Political Antics, Logic and the Truth About Overspending
With $16 trillion in national debt, we can no longer afford to allow the government to view spending differently than the rest of America views spending. Nor can we put up with Congress’ nonsensical definition of a cut.
Every year, we hear politicians saying something like, “We projected spending would increase by 4 percent but we’re only going to actually spend 3 percent more, so that’s a 1 percent cut.”
This is tantamount to someone spending $1,000 in a year on travel when they spent $900 last year but saying they cut expenses by $200 because they did not spend the $1,200 they budgeted.
Eventually, we at least need Congress to be in the neighborhood of a logical approach on this issue. No household, nonprofit, business, or school could operate this way, yet this is exactly what is happening in Washington.
Spending Discipline and Zero-Based Budgeting
We—Republicans and Democrats – have to do something differently.
Simply, there needs to be more spending discipline. And, using harsh-sounding labels like “austerity” to discuss spending discipline is silly and irresponsible given the dire state of our debt.

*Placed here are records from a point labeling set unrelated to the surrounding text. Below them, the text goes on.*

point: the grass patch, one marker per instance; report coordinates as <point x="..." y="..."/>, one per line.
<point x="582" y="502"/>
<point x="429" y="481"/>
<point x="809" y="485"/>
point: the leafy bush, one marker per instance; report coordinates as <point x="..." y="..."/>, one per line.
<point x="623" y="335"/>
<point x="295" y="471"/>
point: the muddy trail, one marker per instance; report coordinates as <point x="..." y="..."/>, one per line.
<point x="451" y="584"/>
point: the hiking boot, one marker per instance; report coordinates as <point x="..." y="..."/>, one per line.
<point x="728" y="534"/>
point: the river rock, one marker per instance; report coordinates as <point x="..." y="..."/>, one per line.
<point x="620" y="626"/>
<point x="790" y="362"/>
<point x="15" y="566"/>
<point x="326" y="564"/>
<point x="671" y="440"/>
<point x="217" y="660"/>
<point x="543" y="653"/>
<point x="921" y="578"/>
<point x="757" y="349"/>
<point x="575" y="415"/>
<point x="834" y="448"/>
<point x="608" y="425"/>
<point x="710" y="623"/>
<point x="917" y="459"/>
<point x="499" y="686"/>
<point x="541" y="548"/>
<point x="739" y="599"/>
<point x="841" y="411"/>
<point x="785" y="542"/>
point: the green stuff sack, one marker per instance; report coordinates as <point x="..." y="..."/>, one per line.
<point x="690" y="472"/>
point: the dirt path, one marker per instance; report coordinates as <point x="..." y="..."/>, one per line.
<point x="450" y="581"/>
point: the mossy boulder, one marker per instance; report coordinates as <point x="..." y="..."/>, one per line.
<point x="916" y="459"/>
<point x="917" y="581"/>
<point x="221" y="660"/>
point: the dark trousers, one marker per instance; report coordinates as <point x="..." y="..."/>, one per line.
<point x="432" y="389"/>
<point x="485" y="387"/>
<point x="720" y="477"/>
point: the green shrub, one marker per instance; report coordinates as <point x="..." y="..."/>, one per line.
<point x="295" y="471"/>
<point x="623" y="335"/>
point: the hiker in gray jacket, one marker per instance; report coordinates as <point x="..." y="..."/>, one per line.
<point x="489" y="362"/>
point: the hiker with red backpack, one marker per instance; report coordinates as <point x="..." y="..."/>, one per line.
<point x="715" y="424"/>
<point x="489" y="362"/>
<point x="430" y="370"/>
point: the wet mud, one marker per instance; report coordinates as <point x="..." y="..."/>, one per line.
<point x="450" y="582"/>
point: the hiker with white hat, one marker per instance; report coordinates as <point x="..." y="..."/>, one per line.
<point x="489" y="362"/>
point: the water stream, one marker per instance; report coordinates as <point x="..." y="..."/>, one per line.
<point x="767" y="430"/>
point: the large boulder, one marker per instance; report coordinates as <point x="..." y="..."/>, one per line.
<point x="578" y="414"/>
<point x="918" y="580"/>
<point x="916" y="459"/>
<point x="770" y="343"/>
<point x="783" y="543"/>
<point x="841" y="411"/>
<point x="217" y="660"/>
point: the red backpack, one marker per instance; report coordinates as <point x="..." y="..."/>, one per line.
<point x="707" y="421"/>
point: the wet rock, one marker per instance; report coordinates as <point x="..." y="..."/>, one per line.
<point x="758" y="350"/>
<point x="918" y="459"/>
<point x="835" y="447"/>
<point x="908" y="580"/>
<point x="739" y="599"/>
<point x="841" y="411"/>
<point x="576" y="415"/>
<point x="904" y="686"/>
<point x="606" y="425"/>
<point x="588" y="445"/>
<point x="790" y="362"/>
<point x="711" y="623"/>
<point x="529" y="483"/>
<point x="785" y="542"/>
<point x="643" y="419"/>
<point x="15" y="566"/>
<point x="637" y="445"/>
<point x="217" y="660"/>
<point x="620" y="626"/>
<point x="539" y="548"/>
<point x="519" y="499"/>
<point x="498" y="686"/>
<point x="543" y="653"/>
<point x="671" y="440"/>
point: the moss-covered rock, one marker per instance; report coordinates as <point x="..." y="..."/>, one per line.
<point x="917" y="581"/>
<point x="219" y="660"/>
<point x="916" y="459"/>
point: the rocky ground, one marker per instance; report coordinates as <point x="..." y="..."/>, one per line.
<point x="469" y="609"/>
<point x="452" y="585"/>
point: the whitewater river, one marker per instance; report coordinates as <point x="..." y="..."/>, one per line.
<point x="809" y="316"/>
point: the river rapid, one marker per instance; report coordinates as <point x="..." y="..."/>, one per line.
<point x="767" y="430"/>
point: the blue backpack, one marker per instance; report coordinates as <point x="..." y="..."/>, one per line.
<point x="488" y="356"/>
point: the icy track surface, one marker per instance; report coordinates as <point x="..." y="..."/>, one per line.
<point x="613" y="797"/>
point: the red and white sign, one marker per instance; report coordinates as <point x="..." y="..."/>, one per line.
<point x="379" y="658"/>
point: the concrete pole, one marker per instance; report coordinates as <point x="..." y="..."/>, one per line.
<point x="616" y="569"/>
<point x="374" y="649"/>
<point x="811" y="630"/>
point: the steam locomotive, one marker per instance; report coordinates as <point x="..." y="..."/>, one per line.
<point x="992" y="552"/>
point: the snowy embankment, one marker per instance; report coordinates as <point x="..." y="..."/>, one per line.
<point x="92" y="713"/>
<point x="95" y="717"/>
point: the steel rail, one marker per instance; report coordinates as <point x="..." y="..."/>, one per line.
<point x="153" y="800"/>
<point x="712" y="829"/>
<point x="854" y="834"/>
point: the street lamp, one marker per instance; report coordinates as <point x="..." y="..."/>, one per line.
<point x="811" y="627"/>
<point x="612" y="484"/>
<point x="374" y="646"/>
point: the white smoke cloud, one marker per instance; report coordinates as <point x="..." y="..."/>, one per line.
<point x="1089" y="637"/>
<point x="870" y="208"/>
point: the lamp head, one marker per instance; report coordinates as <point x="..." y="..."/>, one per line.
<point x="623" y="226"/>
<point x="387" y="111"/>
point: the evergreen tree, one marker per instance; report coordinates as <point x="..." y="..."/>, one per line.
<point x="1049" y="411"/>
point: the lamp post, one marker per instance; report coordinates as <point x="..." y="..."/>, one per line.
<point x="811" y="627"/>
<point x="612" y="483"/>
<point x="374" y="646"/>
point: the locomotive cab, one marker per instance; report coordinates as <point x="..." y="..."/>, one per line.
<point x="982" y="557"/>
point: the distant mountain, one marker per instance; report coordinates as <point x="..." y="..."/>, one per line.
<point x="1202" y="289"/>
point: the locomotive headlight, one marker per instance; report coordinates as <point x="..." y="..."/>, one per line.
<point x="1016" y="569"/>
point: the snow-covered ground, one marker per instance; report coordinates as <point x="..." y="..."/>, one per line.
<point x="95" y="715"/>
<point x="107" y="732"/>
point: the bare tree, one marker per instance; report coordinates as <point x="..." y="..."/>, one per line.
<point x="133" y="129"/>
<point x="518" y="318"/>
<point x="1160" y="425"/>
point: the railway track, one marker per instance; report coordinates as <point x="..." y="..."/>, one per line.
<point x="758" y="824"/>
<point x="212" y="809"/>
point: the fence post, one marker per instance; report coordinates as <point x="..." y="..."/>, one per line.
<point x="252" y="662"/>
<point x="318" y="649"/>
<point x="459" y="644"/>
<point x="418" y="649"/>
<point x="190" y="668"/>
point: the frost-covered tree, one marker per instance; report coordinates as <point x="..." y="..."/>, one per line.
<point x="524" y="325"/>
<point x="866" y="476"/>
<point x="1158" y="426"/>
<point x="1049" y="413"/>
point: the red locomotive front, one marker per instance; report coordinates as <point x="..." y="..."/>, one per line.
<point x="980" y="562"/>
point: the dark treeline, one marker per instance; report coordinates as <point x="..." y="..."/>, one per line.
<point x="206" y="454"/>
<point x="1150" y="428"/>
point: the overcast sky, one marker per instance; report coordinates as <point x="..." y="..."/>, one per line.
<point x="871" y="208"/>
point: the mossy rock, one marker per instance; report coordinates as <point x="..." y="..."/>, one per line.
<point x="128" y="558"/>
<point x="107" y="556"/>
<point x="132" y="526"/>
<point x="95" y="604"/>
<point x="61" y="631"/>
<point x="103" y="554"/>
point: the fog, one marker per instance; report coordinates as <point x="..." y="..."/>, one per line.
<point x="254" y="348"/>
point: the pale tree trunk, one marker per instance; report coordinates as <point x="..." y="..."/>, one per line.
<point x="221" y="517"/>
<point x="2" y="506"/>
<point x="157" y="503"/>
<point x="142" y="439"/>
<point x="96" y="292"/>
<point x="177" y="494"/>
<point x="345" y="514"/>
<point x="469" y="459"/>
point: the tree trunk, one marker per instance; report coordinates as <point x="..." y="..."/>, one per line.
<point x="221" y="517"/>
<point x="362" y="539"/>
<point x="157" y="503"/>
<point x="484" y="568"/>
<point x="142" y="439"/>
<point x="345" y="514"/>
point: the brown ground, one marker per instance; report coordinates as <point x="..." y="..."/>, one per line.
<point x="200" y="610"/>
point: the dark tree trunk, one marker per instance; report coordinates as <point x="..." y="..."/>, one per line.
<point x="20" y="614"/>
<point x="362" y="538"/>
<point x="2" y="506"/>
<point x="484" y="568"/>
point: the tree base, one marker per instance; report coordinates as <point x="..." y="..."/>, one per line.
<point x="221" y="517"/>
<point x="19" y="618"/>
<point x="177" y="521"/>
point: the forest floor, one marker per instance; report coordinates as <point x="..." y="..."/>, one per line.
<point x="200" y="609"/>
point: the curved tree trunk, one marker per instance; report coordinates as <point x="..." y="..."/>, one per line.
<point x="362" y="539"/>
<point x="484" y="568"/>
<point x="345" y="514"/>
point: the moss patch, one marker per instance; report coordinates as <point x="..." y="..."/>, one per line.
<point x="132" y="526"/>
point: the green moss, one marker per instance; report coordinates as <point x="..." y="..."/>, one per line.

In the early 1970s, then-Georgia Governor Jimmy Carter used zero-based budgeting as a way to focus on justifying every dollar spent in the state government, and he cut state administrative costs in half.
We have to return to the idea that the federal government doesn’t automatically get to increase spending every year. We must get closer to a system that assumes the budget starts at zero, and that every dollar spent must be justified.
We can and need to turn this losing record around.